Retire JS helps you detect the use of older versions of JavaScript libraries with known vulnerabilities.

Dependency-Check is a utility that identifies project dependencies and checks if there are any known, publicly disclosed, vulnerabilities. Currently Java and .NET dependencies are supported; however, support for Node.JS, client side JavaScript libraries, etc. is planned. This tool can be part of the solution to the OWASP Top 10 2013 A9 - Using Components with Known Vulnerabilities.

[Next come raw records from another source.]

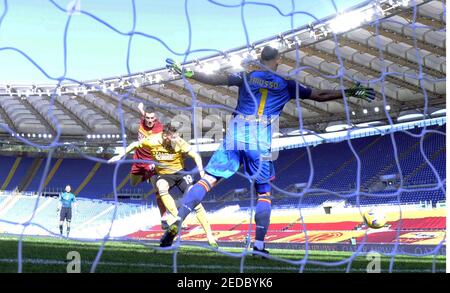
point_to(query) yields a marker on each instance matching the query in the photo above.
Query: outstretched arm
(141, 109)
(211, 79)
(130, 148)
(198, 161)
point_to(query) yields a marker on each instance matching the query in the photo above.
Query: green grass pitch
(50, 255)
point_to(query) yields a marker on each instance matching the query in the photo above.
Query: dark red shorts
(142, 170)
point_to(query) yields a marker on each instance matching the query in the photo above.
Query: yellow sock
(201, 217)
(169, 203)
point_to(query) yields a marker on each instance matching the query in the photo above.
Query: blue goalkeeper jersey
(271, 92)
(67, 198)
(258, 108)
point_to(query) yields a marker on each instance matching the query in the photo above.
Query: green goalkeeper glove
(361, 92)
(176, 67)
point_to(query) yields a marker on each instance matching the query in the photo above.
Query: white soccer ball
(375, 218)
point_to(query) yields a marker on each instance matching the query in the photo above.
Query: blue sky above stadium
(95, 51)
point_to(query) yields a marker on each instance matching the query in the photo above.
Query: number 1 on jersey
(262, 103)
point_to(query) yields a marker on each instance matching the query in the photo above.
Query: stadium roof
(401, 57)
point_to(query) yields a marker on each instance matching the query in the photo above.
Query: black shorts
(66, 214)
(182, 181)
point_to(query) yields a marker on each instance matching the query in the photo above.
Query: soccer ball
(375, 218)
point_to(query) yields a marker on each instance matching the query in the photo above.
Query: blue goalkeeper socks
(262, 217)
(193, 198)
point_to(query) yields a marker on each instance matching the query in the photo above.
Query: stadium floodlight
(158, 78)
(410, 115)
(299, 132)
(440, 112)
(337, 127)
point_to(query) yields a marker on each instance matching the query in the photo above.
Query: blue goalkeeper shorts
(257, 163)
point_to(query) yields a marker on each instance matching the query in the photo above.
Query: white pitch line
(41, 261)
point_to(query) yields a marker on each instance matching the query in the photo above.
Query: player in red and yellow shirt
(168, 149)
(142, 172)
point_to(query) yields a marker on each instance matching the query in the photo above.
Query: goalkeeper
(66, 200)
(261, 98)
(167, 149)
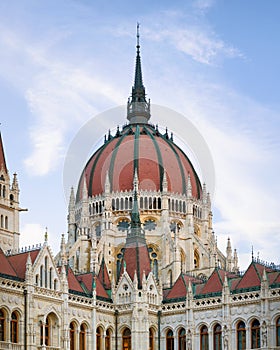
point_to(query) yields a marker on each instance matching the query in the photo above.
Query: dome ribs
(139, 147)
(160, 161)
(113, 159)
(136, 150)
(179, 163)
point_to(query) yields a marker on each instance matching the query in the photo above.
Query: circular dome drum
(140, 149)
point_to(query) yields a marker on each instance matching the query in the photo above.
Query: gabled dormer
(45, 273)
(9, 206)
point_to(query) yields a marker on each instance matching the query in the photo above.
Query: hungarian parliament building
(139, 267)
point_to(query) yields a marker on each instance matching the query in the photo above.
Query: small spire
(164, 182)
(135, 181)
(124, 265)
(189, 187)
(85, 188)
(2, 156)
(15, 182)
(72, 199)
(46, 235)
(107, 183)
(93, 281)
(229, 250)
(63, 251)
(138, 109)
(235, 261)
(135, 280)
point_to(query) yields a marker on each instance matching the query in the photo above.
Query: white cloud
(32, 234)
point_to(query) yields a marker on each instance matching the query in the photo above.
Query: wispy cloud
(57, 93)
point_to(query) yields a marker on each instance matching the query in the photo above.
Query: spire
(107, 183)
(189, 187)
(135, 216)
(72, 199)
(136, 253)
(138, 109)
(2, 157)
(164, 182)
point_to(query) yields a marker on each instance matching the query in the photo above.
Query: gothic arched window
(108, 337)
(151, 339)
(14, 328)
(169, 340)
(278, 331)
(126, 339)
(255, 334)
(82, 338)
(204, 342)
(217, 337)
(72, 336)
(2, 325)
(182, 339)
(241, 336)
(98, 338)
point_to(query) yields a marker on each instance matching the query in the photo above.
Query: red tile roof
(2, 156)
(18, 261)
(137, 259)
(103, 275)
(86, 279)
(253, 276)
(6, 268)
(180, 287)
(73, 282)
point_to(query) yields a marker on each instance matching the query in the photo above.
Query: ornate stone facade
(140, 267)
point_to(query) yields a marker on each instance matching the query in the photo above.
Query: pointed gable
(214, 283)
(5, 266)
(137, 259)
(103, 275)
(253, 276)
(2, 156)
(87, 280)
(73, 282)
(18, 261)
(180, 287)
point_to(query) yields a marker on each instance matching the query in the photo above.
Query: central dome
(138, 149)
(141, 149)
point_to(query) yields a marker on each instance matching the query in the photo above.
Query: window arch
(241, 335)
(46, 272)
(169, 278)
(82, 338)
(182, 339)
(217, 340)
(45, 332)
(98, 338)
(2, 325)
(169, 340)
(108, 339)
(196, 260)
(151, 339)
(126, 339)
(41, 275)
(255, 334)
(278, 331)
(72, 336)
(14, 328)
(204, 341)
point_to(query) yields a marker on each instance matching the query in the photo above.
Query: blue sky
(216, 62)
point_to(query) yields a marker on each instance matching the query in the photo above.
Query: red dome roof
(141, 147)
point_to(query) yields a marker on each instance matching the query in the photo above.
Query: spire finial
(138, 109)
(138, 37)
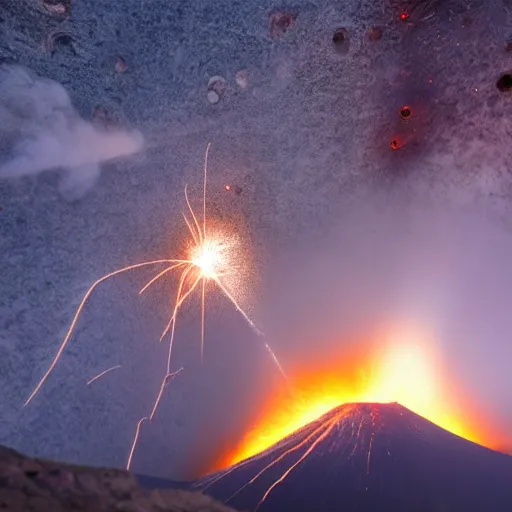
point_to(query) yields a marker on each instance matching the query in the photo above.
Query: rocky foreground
(32, 485)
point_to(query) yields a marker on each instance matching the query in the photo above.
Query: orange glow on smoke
(403, 367)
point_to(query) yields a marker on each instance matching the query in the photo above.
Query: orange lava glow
(402, 367)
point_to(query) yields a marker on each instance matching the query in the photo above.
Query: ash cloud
(41, 131)
(418, 254)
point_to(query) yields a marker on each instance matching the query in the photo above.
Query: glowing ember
(211, 257)
(405, 369)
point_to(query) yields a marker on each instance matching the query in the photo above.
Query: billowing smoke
(408, 257)
(41, 131)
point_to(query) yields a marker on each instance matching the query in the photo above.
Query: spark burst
(210, 258)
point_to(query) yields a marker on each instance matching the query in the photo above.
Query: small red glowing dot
(405, 112)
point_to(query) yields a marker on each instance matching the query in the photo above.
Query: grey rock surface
(42, 486)
(307, 142)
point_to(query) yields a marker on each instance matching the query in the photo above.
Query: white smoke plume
(41, 131)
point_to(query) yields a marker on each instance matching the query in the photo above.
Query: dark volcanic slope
(371, 457)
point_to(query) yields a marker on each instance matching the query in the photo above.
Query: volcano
(368, 457)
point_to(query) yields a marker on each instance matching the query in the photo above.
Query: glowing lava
(397, 365)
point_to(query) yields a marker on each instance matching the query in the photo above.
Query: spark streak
(94, 379)
(210, 257)
(134, 444)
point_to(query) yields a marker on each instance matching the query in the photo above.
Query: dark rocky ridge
(33, 485)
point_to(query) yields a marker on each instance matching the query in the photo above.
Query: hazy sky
(342, 231)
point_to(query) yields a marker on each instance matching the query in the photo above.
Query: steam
(41, 131)
(402, 257)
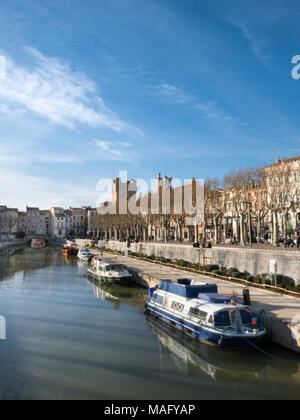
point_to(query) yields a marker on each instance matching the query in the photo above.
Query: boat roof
(202, 295)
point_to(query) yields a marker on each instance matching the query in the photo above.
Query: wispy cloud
(175, 94)
(50, 88)
(20, 189)
(209, 109)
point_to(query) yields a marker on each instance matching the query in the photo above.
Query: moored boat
(199, 311)
(38, 243)
(84, 254)
(68, 250)
(109, 271)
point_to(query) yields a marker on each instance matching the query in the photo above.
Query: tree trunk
(275, 229)
(242, 230)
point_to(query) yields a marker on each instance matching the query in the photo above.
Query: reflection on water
(235, 366)
(28, 260)
(133, 295)
(68, 338)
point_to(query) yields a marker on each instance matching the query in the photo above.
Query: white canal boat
(108, 270)
(199, 311)
(84, 255)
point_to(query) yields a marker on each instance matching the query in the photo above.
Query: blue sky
(182, 87)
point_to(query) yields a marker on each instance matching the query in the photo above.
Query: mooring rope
(269, 354)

Havij Advanced SQL Injection is an automated SQL Injection tool that helps penetration testers to find and exploit SQL Injection vulnerabilities on a web page. By using this software, a user can perform back-end database fingerprinting, retrieve DBMS login names and password hashes, dump tables and columns, fetch data from the database, execute SQL statements against the server, and even access the underlying file system and execute operating system shell commands. The distinctive power of Havij that differentiates it from similar tools lies in its unique methods of injection. The success rate of attack on vulnerable targets using Havij is above 95%. The user friendly GUI (Graphical User Interface) of Havij and its automated configuration and heuristic detections make it easy to use for everyone-- even amateurs.

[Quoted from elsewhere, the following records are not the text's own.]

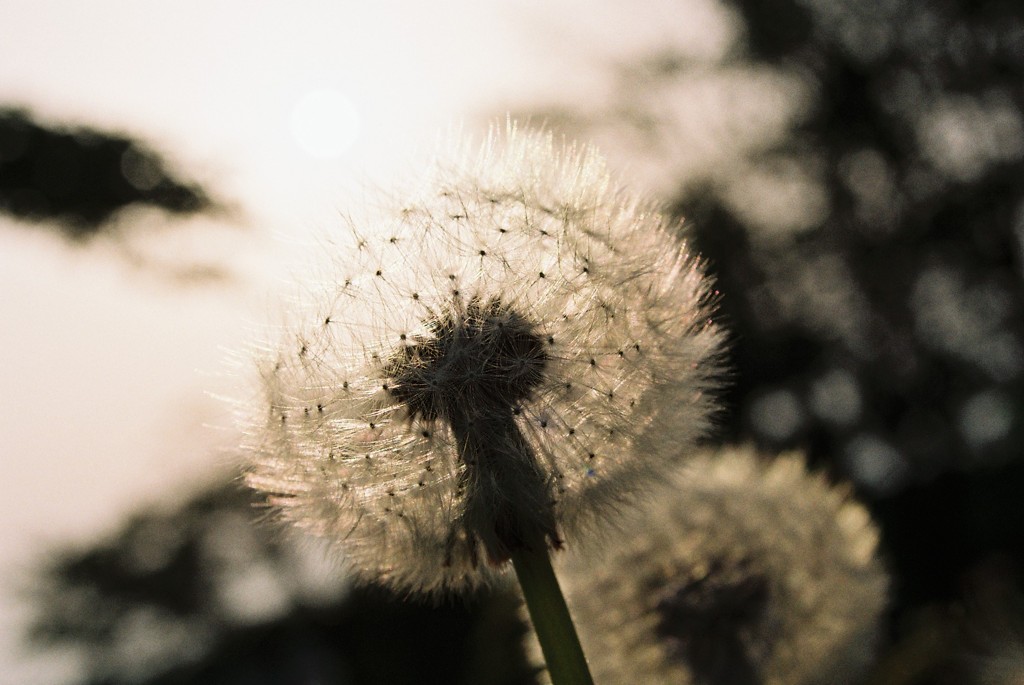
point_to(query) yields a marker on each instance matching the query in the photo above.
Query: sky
(115, 366)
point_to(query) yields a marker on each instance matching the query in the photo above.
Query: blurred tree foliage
(80, 177)
(868, 247)
(209, 594)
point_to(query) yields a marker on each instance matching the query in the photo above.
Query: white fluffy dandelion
(497, 362)
(741, 572)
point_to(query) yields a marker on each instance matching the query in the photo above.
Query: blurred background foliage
(79, 177)
(868, 256)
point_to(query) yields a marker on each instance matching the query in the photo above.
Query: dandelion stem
(552, 623)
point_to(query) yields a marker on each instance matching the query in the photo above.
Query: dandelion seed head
(502, 356)
(742, 571)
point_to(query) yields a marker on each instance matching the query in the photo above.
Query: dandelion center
(477, 358)
(706, 619)
(477, 362)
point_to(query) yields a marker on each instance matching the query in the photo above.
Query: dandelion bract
(498, 358)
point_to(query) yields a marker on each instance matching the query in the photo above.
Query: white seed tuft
(504, 358)
(741, 571)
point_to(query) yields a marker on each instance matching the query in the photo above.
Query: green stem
(552, 623)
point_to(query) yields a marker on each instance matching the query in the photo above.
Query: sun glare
(325, 123)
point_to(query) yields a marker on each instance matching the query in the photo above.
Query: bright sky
(105, 403)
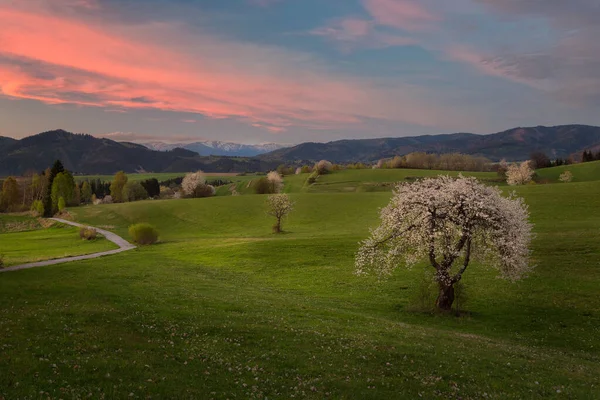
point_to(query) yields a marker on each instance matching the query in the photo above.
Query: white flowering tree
(519, 174)
(275, 180)
(566, 177)
(191, 181)
(279, 206)
(449, 222)
(324, 167)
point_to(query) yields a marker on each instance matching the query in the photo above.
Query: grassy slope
(583, 172)
(44, 244)
(222, 308)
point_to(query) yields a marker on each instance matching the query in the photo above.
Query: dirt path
(123, 244)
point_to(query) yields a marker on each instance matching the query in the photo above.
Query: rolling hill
(514, 145)
(217, 148)
(89, 155)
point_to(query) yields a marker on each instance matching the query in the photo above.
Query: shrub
(143, 233)
(134, 191)
(191, 182)
(87, 233)
(324, 167)
(61, 204)
(38, 207)
(263, 186)
(519, 174)
(276, 181)
(204, 190)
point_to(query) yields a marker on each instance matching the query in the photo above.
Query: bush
(134, 191)
(264, 186)
(87, 233)
(143, 233)
(204, 190)
(61, 204)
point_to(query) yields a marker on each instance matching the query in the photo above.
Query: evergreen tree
(56, 169)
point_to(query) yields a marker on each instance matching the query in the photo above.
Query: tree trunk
(445, 297)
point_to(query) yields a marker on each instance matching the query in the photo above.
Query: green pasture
(221, 308)
(24, 240)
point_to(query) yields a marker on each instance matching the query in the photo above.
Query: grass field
(583, 172)
(221, 308)
(23, 240)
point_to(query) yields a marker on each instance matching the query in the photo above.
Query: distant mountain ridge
(514, 145)
(87, 154)
(217, 148)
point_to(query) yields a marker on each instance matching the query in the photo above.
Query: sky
(291, 71)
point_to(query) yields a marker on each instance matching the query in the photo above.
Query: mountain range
(87, 154)
(514, 145)
(90, 155)
(217, 148)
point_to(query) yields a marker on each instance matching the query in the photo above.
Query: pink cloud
(350, 33)
(402, 14)
(57, 59)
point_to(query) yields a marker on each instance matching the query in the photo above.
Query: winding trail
(123, 244)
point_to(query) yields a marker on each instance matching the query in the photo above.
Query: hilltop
(514, 144)
(87, 154)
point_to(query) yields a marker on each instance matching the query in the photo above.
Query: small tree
(279, 206)
(117, 185)
(9, 198)
(323, 167)
(519, 174)
(566, 177)
(276, 181)
(86, 193)
(449, 222)
(191, 181)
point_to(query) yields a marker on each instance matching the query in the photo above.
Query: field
(24, 240)
(222, 308)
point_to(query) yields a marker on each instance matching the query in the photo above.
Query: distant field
(583, 172)
(166, 176)
(23, 240)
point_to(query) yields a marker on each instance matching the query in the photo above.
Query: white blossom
(279, 205)
(449, 222)
(275, 180)
(519, 174)
(191, 181)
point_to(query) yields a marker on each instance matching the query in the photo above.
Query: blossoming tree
(519, 174)
(191, 181)
(449, 222)
(279, 206)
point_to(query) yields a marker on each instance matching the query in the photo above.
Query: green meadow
(222, 308)
(23, 240)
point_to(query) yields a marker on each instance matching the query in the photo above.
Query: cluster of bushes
(446, 162)
(143, 234)
(588, 156)
(272, 183)
(88, 233)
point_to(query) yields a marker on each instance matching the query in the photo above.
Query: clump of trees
(323, 167)
(566, 177)
(446, 162)
(519, 174)
(279, 206)
(588, 156)
(448, 223)
(272, 183)
(194, 185)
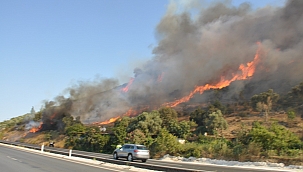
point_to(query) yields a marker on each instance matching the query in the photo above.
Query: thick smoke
(196, 48)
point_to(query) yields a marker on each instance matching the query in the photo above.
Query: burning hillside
(220, 46)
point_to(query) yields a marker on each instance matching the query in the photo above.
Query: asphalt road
(12, 160)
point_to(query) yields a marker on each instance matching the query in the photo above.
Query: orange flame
(125, 89)
(247, 71)
(35, 129)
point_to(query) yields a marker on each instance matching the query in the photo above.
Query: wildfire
(160, 77)
(246, 72)
(35, 129)
(130, 112)
(125, 89)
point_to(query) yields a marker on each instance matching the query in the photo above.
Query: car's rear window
(141, 147)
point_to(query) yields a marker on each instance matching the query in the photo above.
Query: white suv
(132, 152)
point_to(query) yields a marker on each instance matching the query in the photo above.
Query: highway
(151, 164)
(13, 160)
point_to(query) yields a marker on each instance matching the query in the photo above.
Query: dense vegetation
(202, 129)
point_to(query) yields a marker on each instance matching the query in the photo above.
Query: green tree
(165, 143)
(216, 122)
(180, 129)
(149, 123)
(167, 114)
(265, 101)
(120, 130)
(291, 115)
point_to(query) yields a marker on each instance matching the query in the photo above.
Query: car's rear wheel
(130, 157)
(116, 155)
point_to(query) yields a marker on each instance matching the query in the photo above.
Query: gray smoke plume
(197, 48)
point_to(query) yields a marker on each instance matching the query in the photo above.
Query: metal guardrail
(98, 156)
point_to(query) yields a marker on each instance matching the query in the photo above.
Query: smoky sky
(198, 48)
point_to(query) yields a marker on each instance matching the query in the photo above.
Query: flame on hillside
(246, 72)
(36, 129)
(125, 89)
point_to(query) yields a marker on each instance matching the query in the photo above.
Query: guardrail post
(42, 148)
(70, 153)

HackBar is a Firefox extension for penetration testers. Hackbar extends the address bar of Firefox and thus provides enough space for long injection URLs during penetration testing. Hackbar also has some additional features including the ability to perform encryption, encoding, decryption, POST data manipulation, inject code generation etc.

Tamper Data is a Firefox extension which allows you to view and modify HTTP/HTTPS headers and post parameters.

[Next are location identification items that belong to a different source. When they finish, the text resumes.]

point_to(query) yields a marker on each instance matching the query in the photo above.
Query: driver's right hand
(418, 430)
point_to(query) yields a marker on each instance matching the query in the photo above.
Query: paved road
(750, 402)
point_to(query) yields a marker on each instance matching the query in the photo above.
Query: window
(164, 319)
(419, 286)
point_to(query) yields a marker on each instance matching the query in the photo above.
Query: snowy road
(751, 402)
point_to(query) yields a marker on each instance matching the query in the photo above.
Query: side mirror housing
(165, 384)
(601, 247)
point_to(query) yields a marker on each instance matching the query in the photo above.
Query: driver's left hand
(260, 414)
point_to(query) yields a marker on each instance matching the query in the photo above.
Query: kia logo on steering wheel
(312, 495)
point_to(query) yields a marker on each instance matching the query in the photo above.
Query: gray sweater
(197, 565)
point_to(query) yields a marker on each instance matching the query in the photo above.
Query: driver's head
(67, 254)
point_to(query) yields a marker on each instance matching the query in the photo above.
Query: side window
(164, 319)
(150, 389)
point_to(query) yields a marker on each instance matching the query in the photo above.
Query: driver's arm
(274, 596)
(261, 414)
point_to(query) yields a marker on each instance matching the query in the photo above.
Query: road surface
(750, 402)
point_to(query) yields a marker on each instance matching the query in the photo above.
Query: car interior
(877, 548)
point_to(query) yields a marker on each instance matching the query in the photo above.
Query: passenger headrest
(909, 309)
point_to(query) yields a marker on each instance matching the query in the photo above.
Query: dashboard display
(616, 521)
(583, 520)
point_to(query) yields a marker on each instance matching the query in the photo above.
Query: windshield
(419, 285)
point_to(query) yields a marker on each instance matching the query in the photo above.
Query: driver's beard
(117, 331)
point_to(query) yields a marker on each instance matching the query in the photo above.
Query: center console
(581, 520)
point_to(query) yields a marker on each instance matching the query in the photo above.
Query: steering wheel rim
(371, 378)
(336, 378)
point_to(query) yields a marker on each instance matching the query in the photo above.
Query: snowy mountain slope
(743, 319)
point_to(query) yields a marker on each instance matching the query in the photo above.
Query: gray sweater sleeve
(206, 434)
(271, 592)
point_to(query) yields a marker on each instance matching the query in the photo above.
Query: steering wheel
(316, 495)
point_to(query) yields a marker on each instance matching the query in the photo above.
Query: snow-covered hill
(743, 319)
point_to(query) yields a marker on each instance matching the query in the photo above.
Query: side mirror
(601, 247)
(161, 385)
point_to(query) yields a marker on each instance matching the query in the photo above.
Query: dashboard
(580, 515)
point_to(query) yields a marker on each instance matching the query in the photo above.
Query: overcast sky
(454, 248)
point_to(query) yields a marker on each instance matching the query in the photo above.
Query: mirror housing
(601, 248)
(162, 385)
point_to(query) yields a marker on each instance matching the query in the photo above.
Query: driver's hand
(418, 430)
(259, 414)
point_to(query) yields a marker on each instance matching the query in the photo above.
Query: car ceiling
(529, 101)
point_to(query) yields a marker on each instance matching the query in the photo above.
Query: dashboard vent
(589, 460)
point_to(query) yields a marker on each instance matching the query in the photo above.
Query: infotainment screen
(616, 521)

Metasploit Framework is a tool for developing and executing exploit code against a remote target machine.

Browser Exploitation Framework (BeEF) is a penetration testing tool that focuses on the web browser.

Fiddler Fiddler is a free web debugging proxy which logs all HTTP(s) traffic between your computer and the Internet. Use it to debug traffic from virtually any application that supports a proxy like IE, Chrome, Safari, Firefox, Opera and more.

FireSheep Firesheep is an extension for the Firefox web browser that uses a packet sniffer to intercept unencrypted cookies from websites such as Facebook and Twitter. As cookies are transmitted over networks, packet sniffing is used to discover identities on a sidebar displayed in the browser, and allows the user to instantly take on the log-in credentials of the user by double-clicking on the victim's name.

Hack ME Hack.me is a FREE, community based project powered by eLearnSecurity. The community can build, host and share vulnerable web application code for educational and research purposes. It aims to be the largest collection of "runnable" vulnerable web applications, code samples and CMS's online.

ModSecurity is an open source, cross-platform web application firewall (WAF) module. Known as the "Swiss Army Knife" of WAFs, it enables web application defenders to gain visibility into HTTP(S) traffic and provides a power rules language and API to implement advanced protections.

Libraries

ESAPI (the OWASP Enterprise Security API) is a free, open source, web application security control library that makes it easier for programmers to write lower-risk applications.

OWASP AntiSamy project is an API for ensuring user-supplied HTML/CSS is in compliance within an application's rules. It's an API that helps you make sure that clients don't supply malicious cargo code (usually JavaScript) in the HTML they supply for their profile, comments, etc., that get persisted on the server.

OWASP CSRFGuard is a library that implements a variant of the synchronizer token pattern to mitigate the risk of Cross-Site Request Forgery (CSRF) attacks.

Java, .NET v1/v2, PHP, Python, Perl, JavaScript, Classic ASP

The Reform library provides a solid set of functions for encoding output for the most common context targets in web applications (e.g. HTML, XML, JavaScript, etc).